The new work’s location itself gave it two major assets: The first asset was the existing pool of customers right at hand to form a worthwhile market. The second was the existence of germane skills capable of undertaking the work. Moreover, the possessors of these skills did not need to search each other out; they already formed a known community, a network. These two assets were a basic existing foundation for the financially viable new departure. That is why I call this commonplace phenomenon city import replacement.
At this point the alert and skeptical reader becomes impatient. “This is just a long-winded way of saying that import-substitution benefits a country financially. Everybody knows that already. Besides it doesn’t work. Back in the 1970s import-substitution bankrupted Uruguay. It’s all about supplies, right? Well that substitution program was devised and supervised by the best teams of supply-side economists in America, and they took into consideration a lot more things than I’ve just heard from you.”*11
Yes, I’ll get around to that fiasco in due course. The many things it took into account were beside the point. What its sponsors did not take into account were the long-winded explanations of necessary basic assets found in cities.

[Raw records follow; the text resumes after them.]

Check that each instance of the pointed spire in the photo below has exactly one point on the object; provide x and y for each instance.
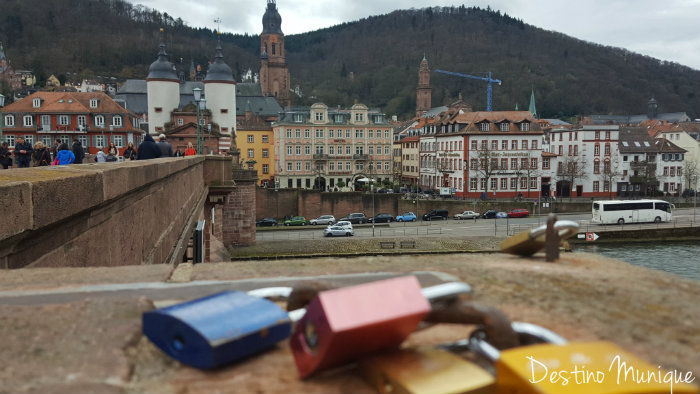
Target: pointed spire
(532, 108)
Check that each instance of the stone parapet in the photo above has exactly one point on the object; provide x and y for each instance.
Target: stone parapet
(98, 214)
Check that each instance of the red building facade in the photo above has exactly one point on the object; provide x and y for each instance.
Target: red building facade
(92, 118)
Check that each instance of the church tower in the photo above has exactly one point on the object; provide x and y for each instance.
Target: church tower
(423, 91)
(220, 93)
(274, 74)
(163, 90)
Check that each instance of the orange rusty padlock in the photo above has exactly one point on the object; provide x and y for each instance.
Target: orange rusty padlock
(576, 368)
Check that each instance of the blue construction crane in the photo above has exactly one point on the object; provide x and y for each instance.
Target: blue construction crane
(488, 79)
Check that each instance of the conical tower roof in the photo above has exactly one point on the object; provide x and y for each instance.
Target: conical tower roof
(272, 21)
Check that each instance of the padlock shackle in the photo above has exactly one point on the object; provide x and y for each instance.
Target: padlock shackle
(538, 332)
(445, 290)
(565, 228)
(272, 292)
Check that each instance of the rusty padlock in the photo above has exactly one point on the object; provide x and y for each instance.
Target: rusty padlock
(576, 368)
(219, 329)
(530, 242)
(347, 323)
(428, 370)
(425, 370)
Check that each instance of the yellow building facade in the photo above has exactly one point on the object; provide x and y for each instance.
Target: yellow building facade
(256, 141)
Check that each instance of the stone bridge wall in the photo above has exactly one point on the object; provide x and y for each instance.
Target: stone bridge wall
(105, 214)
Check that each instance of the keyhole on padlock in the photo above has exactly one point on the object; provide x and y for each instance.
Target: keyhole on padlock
(178, 343)
(385, 386)
(310, 336)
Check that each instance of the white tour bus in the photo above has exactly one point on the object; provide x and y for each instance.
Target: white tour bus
(631, 211)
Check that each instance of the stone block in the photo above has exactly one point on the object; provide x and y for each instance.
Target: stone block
(16, 207)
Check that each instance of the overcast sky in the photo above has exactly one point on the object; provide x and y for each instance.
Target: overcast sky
(666, 30)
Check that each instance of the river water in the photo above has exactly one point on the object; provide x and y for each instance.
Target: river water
(679, 258)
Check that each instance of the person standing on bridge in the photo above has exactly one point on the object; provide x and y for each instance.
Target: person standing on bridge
(148, 149)
(166, 150)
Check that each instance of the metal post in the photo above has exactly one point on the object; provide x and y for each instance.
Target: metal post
(2, 119)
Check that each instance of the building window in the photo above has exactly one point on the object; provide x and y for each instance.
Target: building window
(118, 141)
(84, 141)
(99, 141)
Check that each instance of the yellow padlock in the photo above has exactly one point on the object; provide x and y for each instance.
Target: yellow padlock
(530, 242)
(580, 368)
(425, 370)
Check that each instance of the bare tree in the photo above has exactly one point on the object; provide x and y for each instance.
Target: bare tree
(571, 169)
(611, 172)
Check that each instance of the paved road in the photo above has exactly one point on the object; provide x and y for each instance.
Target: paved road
(481, 227)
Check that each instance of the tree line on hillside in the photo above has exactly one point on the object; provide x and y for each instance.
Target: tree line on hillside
(374, 60)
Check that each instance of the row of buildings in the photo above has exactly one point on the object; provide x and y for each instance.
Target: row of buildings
(454, 149)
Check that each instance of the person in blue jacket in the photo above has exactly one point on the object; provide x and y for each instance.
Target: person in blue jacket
(64, 156)
(148, 149)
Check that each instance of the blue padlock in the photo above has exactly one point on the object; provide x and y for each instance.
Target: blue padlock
(218, 329)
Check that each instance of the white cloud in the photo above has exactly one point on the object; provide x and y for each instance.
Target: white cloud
(668, 31)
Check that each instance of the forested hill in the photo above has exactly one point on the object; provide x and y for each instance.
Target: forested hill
(374, 60)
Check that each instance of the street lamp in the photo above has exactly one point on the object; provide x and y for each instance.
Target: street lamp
(2, 120)
(199, 103)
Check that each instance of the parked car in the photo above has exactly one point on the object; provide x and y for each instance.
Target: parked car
(436, 214)
(338, 231)
(381, 218)
(356, 218)
(467, 215)
(266, 222)
(490, 214)
(323, 219)
(518, 213)
(296, 221)
(342, 223)
(406, 217)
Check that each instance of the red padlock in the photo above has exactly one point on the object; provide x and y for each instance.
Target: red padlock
(347, 323)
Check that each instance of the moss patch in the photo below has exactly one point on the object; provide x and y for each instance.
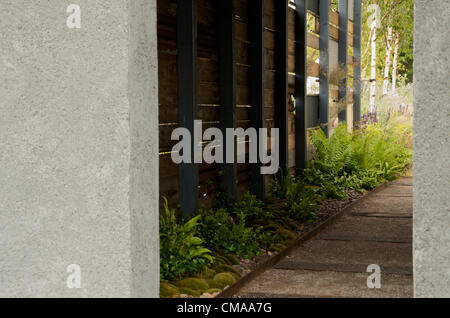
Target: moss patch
(226, 268)
(232, 259)
(223, 280)
(193, 283)
(213, 290)
(190, 292)
(207, 273)
(167, 290)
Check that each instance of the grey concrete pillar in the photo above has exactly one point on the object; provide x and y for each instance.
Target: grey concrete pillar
(432, 149)
(78, 149)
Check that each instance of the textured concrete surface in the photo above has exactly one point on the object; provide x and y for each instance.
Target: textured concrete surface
(431, 149)
(299, 283)
(354, 252)
(79, 149)
(334, 262)
(375, 227)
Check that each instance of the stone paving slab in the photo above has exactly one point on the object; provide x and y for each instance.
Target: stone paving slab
(384, 205)
(304, 283)
(341, 267)
(353, 252)
(377, 230)
(394, 228)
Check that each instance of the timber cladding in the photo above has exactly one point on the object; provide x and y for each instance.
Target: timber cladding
(208, 83)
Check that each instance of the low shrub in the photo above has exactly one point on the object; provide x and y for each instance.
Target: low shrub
(181, 251)
(222, 232)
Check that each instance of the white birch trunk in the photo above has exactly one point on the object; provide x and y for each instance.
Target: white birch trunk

What other assets does financial viability include? Savings could be made in transportation costs which had to be absorbed by customers, and were partly eliminated by city import replacements. It also means that local costs had to leave enough margin to pay for extra bicycle supplies now needed by Tokyo assemblers; say, steel for framework, rubber for tires, leather for seats, and who knows what finicky items for production machinery when it became justified by growing sales.
“This undermines global trade,” fumes the alert and skeptical reader, who is now more skeptical than alert. “When Tokyo began making its own bicycles, former exporters to Tokyo lost business, and global trade must have shrunk.”

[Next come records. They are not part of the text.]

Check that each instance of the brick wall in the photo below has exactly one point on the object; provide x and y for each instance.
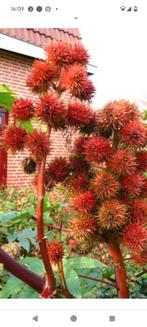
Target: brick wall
(14, 69)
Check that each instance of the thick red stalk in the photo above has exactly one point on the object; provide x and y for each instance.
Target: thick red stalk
(120, 270)
(21, 272)
(40, 227)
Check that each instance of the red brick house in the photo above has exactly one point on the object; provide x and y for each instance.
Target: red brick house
(18, 48)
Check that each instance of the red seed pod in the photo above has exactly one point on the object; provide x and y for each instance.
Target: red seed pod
(116, 114)
(51, 111)
(133, 184)
(41, 76)
(141, 159)
(97, 149)
(38, 144)
(133, 135)
(105, 185)
(134, 236)
(79, 114)
(58, 170)
(13, 138)
(23, 109)
(83, 227)
(122, 162)
(112, 214)
(55, 251)
(84, 202)
(75, 80)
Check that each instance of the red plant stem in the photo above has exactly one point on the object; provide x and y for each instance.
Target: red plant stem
(21, 272)
(40, 227)
(54, 226)
(99, 280)
(66, 290)
(120, 270)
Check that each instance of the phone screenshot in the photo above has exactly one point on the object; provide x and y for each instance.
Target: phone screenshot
(73, 163)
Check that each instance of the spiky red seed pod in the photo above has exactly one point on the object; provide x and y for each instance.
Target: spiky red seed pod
(80, 55)
(78, 114)
(41, 76)
(141, 157)
(83, 227)
(55, 251)
(52, 111)
(105, 185)
(75, 80)
(60, 53)
(86, 91)
(144, 189)
(79, 165)
(133, 184)
(116, 114)
(13, 138)
(23, 109)
(79, 145)
(58, 170)
(78, 183)
(122, 162)
(134, 236)
(133, 135)
(97, 149)
(89, 127)
(140, 258)
(112, 214)
(84, 202)
(38, 144)
(139, 211)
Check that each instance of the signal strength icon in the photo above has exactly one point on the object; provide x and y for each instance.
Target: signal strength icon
(129, 9)
(123, 8)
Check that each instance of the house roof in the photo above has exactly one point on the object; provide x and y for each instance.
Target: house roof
(41, 36)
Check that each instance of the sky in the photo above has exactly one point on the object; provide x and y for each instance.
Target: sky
(117, 45)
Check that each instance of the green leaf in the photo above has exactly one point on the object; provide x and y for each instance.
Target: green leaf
(34, 264)
(79, 263)
(25, 243)
(6, 97)
(11, 288)
(27, 293)
(73, 283)
(27, 125)
(41, 125)
(11, 215)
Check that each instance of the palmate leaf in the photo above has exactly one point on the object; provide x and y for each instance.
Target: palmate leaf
(15, 288)
(14, 215)
(7, 97)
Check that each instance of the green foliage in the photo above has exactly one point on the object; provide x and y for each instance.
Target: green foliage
(15, 288)
(7, 97)
(18, 224)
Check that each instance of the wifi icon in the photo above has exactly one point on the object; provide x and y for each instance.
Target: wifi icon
(123, 8)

No. Here is where import-shifting, the third commonplace phenomenon I mentioned, comes into the equation. Tokyo did not import less in value than it otherwise would or could as a result of its city import replacement. It shifted some of its purchases from elsewhere. This was, in part, automatic and unavoidable. As already mentioned, the bike assemblers needed extra imports like steel, rubber and leather they hadn’t required before. As bicycle sales increased, growing numbers of workers automatically required more food, clothing, shelter and other consumer goods and services for themselves and their dependents than the Tokyo economy previously needed. Look at it this way. After the Tokyo economy began making its own bicycles, the city had everything i
t possessed before the event: as many or more bicycles and the basic assets that made the bicycles’ success possible, plus the city’s extra shifted imports. The source of the shifted import purchases differed, also their composition, but because they were an add-on the world’s trade and the world’s economy, taken as a whole, had not shrunk; it had expanded a little.*12
Let’s return to unaccountable growth bursts and explosions. One of my main questions had answered itself of its own accord: Why is the peculiar city growth pattern a city phenomenon? Answer: because smaller and simpler settlements lack both existing pools of customers and existing production capability to replace those same imports. But another mysterious question remained: why do the bursts always eventually subside?
THE DIS-ANTHROPOMORPHISM OF THE ECONOMY
Here is my hypothesis for a city growth burst or explosion: The settlement begins like any other; it finds an export successful enough to earn the imports it needs. It grows gradually and slowly, but sooner or later it generates a few more exports, and, therefore, also more imports. Eventually it acquires an import it can make for itself, and it does so.
The embryonic city grows until it contains enough potential customers, and at the same time a large enough collection of people with skills and experience to make another, or several more, of the settlement’s imports for itself using the same basic principles as the bicycle assemblers in the fractal.